Unser Unimog verfügt mit 250PS zwar über ausreichend Leistung und hat ein hervorragendes Leistungsgewicht, die rund 7,5t müssen jedoch wieder irgendwie in diesem weichen Sand die steilen Auffahrten hinauf gebracht werden. Nicht selten ist dabei Schwung holen nicht möglich, da auf Grund der Verschneidungen der Dünen, direkt in der Senke 90° abgebogen werden und praktisch aus dem Stand bis zu 10m Höhenunterschied überwunden werden müssen. Ein „Bergen“ eines hier stecken gebliebenen LKW’s ist dann nicht mehr möglich.

Nach sehr anspruchsvollen und anstrengenden 8 Stunden, mit einem Durchschnittverbrauch von mehr als 50l/100km beim „proMOG“, kommen wir gegen 15:00 am See an.

Der letzte Riegel, wir riechen bereits das Wasser – wo ist Boris ?

Ausgerechnet der allerletzte Dünenriegel, wird für Boris und seinem HZJ78 zum Dauerparkplatz. So verbringen wir alle gemeinsam noch 30min, den See schon vor Augen, mit Ausgrabungsarbeiten.

Der folgende Rasttag gehört dem Faulenzen, Baden, ausgiebigen Dünenwanderungen und ausführlicher „Nomadenküche“. Wir verlieren uns in der absoluten Ruhe der Wüste und lassen diese unbeschreiblichen Eindrücke auf uns wirken.

„Nur derjenige, der sich voll und ganz der Wüste hingibt, den wird sie mit all ihrer Pracht belohnen!“

Gleich nach Sonnenaufgang am nächsten Morgen brechen wir auf und suchen unseren Weg östlich aus dem Dünenkessel hinaus. Wir folgen vereinzelten Spuren, die sich immer wieder im Sand verlieren. Teilweise führt uns unser Weg nur wenige hundert Meter von der Strecke der Hinfahrt entfernt im Nachbartal zurück zum „Petit de Kanis“.

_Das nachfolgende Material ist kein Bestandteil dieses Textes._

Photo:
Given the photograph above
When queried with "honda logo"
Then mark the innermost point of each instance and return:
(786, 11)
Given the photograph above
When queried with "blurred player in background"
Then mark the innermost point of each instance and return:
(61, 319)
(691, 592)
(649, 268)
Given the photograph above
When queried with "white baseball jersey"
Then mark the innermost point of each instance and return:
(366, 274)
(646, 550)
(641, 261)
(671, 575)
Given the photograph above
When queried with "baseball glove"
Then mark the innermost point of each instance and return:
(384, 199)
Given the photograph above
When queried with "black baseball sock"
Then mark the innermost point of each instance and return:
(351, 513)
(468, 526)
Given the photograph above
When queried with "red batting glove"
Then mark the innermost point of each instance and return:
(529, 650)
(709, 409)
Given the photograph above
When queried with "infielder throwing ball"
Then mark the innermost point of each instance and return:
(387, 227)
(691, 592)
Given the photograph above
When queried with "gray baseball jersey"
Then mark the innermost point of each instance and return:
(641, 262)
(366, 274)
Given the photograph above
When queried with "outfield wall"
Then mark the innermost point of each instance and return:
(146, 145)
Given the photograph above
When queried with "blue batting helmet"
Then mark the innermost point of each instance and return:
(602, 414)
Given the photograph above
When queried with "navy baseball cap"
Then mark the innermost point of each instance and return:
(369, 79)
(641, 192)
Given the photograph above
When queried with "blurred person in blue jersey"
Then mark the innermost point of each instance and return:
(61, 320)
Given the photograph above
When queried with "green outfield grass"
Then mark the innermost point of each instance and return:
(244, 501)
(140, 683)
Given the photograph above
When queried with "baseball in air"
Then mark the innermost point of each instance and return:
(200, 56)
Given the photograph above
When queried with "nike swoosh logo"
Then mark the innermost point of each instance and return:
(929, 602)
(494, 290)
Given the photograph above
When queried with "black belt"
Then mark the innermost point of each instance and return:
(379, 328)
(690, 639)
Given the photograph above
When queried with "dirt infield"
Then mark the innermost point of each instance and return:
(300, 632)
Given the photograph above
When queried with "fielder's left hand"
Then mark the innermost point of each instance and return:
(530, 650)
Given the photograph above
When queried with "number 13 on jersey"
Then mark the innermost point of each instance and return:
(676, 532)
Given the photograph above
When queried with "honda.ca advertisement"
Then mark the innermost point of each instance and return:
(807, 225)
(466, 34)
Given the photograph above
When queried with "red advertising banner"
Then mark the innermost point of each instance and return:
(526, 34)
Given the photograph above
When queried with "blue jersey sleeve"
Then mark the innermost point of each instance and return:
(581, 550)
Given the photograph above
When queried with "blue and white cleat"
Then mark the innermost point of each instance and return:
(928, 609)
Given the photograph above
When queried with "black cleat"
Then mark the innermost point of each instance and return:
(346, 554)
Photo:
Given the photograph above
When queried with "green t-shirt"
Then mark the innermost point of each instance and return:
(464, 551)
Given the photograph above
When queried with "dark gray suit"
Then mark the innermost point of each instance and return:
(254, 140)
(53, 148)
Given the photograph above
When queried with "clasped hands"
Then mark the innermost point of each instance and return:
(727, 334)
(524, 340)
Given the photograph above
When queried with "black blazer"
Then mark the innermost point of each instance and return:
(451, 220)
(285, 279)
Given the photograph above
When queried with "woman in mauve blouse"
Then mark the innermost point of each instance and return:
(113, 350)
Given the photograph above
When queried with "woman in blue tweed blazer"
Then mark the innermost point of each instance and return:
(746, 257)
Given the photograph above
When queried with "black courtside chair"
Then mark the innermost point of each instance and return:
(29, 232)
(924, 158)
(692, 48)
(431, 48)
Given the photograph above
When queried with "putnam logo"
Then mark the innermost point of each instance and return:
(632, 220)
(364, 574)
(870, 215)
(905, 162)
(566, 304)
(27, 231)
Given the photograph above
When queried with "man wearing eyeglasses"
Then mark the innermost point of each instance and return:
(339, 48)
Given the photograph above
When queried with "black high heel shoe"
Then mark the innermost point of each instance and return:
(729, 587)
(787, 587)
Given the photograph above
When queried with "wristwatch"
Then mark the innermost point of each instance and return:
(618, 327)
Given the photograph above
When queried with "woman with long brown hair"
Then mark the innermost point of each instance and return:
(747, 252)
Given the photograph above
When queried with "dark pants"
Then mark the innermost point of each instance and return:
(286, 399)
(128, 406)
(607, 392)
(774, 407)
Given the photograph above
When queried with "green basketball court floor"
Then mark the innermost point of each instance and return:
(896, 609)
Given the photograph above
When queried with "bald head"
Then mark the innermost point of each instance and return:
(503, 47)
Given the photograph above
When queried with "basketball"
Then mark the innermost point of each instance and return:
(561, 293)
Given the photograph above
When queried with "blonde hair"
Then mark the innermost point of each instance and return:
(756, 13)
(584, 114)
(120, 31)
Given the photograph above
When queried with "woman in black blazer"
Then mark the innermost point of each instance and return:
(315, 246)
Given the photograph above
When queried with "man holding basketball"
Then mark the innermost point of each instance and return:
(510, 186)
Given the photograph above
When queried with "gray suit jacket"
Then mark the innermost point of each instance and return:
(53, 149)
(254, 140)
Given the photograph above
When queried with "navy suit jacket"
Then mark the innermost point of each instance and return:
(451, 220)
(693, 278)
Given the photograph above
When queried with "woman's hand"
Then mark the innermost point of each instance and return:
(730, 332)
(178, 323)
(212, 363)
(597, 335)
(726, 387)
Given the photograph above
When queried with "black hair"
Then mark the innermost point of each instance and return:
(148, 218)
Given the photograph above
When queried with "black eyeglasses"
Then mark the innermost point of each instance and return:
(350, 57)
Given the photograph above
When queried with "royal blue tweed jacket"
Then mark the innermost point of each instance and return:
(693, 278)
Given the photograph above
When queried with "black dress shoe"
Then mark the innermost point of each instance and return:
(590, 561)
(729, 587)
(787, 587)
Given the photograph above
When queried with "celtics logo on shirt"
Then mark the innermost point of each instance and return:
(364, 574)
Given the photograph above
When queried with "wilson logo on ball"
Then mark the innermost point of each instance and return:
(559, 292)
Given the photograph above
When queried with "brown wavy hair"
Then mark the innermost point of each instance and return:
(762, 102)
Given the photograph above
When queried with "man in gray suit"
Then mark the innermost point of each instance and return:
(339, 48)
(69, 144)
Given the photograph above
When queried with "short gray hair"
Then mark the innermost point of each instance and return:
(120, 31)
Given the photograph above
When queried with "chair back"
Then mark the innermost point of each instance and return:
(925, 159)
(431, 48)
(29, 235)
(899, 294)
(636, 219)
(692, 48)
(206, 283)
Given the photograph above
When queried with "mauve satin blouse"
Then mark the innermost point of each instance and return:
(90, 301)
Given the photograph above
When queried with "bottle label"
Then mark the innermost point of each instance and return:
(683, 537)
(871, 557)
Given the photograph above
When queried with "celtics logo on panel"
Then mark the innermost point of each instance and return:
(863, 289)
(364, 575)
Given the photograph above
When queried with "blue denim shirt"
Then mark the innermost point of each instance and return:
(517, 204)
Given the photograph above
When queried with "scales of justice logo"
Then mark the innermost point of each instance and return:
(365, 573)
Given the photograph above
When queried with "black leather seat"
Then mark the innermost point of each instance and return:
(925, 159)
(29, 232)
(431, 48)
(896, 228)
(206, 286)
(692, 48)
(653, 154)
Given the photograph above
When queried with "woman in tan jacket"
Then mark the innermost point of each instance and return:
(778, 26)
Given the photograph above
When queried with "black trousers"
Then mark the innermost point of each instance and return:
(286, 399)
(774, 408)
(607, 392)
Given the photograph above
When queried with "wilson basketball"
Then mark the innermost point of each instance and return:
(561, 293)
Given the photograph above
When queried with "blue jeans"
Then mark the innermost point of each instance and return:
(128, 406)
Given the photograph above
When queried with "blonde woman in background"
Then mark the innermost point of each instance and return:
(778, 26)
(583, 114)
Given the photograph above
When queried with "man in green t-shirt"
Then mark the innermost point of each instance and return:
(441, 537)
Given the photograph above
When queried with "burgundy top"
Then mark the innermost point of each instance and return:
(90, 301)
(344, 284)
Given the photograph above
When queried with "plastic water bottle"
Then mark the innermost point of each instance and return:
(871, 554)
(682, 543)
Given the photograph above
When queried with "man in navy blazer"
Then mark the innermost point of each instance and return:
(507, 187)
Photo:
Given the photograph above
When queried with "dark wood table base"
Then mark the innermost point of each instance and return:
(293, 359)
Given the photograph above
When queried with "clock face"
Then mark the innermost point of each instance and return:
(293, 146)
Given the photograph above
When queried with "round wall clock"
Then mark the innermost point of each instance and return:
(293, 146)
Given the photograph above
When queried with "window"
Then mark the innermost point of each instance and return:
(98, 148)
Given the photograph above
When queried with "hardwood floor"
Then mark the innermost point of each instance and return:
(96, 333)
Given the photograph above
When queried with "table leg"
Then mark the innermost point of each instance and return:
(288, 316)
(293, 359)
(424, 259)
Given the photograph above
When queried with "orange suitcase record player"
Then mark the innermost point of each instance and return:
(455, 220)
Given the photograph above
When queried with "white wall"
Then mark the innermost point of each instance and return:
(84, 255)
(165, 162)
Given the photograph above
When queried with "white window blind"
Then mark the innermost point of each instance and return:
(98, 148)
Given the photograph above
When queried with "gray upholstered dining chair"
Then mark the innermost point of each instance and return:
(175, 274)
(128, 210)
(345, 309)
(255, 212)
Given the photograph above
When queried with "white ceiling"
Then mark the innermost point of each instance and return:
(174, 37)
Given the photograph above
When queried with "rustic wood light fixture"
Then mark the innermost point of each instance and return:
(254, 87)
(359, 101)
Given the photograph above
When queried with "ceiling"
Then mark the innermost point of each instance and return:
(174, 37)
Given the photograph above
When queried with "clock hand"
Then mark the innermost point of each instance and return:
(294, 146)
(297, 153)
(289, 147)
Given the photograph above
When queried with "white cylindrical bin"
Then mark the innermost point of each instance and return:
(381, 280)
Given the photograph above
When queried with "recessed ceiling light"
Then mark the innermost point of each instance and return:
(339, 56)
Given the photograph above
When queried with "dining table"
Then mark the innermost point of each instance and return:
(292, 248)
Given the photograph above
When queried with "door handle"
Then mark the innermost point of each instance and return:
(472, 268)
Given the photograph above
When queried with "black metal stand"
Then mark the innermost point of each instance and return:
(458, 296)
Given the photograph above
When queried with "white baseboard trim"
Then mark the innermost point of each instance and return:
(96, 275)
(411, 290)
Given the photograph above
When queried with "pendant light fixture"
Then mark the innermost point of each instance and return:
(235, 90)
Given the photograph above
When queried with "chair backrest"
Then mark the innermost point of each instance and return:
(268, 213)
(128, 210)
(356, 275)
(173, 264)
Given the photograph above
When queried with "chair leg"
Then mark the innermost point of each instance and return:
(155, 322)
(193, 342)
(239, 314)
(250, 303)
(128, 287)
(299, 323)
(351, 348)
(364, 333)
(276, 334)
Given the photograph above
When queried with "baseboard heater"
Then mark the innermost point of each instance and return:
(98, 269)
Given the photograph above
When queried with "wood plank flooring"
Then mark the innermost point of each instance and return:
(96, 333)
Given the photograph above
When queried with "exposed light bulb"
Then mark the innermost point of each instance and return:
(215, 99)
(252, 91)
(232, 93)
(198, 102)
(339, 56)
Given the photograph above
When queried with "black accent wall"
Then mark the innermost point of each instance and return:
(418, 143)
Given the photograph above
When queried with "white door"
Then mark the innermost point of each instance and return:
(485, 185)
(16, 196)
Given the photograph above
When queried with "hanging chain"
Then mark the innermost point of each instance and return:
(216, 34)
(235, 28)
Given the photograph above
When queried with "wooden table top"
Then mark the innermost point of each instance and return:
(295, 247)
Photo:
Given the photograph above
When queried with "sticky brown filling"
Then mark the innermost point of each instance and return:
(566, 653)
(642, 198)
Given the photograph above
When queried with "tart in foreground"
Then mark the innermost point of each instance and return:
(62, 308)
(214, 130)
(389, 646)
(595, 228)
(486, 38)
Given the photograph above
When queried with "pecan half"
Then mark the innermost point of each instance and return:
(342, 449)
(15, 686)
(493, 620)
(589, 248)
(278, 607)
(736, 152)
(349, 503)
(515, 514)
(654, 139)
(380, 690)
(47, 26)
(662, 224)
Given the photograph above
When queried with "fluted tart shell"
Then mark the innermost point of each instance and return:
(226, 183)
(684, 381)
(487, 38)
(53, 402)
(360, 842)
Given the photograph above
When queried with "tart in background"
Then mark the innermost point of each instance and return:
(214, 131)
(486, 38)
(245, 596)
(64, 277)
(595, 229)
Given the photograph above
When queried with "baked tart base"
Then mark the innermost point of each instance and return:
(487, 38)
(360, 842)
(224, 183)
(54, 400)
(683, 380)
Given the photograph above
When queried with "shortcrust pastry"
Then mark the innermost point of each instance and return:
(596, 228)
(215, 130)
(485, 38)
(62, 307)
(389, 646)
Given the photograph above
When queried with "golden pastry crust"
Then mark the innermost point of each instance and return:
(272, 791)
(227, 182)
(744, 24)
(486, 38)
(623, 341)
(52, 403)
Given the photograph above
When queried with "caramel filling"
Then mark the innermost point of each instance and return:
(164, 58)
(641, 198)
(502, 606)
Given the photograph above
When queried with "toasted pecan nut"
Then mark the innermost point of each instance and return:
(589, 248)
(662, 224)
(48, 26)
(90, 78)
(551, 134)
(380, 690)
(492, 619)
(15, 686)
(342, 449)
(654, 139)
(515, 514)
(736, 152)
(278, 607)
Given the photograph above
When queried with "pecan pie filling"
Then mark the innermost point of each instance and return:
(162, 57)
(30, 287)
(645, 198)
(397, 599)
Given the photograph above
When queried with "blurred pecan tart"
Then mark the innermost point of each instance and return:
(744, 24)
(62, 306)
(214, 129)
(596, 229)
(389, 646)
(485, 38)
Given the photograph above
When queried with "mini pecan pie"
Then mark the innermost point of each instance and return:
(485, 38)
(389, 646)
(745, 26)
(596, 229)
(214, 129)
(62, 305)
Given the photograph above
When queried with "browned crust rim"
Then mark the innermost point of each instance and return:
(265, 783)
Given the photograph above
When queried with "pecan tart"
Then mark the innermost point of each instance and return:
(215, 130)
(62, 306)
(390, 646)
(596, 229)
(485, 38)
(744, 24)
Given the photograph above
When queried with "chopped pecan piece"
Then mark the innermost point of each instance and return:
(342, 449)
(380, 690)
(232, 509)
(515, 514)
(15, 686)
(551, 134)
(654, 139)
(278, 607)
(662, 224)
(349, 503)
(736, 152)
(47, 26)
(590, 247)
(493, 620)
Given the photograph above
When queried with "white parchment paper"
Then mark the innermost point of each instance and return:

Auch diesmal war die gefahrene Strecke wieder an die 18 km lang, jedoch konnten wir diese Route in knapp 5 Stunden bewältigen. Nicht ganz so imposant ist diese Variante einfacher und in beiden Richtungen zu befahren.

Die restliche Strecke an den beiden Plateaubergen „Gur el Kleb“ und „Gur el Mida“ vorbei verläuft fahrtechnisch unspektakulär, führt uns dafür aber durch eine abwechslungsreiche Landschaft an freilaufenden Kamelherden vorbei. Lediglich in einem weitläufigen Dünenriegel ist die Navigation etwas schwierig, da der scheinbar leichter zu befahrende Verlauf in ein zu östliches Qued führt. Die Dünenriegel dort verlieren sich langsam zu einem weiten Dünenfeld. Ein Weiterkommen hier, würde viel Zeit in Anspruch nehmen. Bis „Ksar Ghillane“ hätte man dann nur mehr verschneidende Dünenriegel unter den Rädern.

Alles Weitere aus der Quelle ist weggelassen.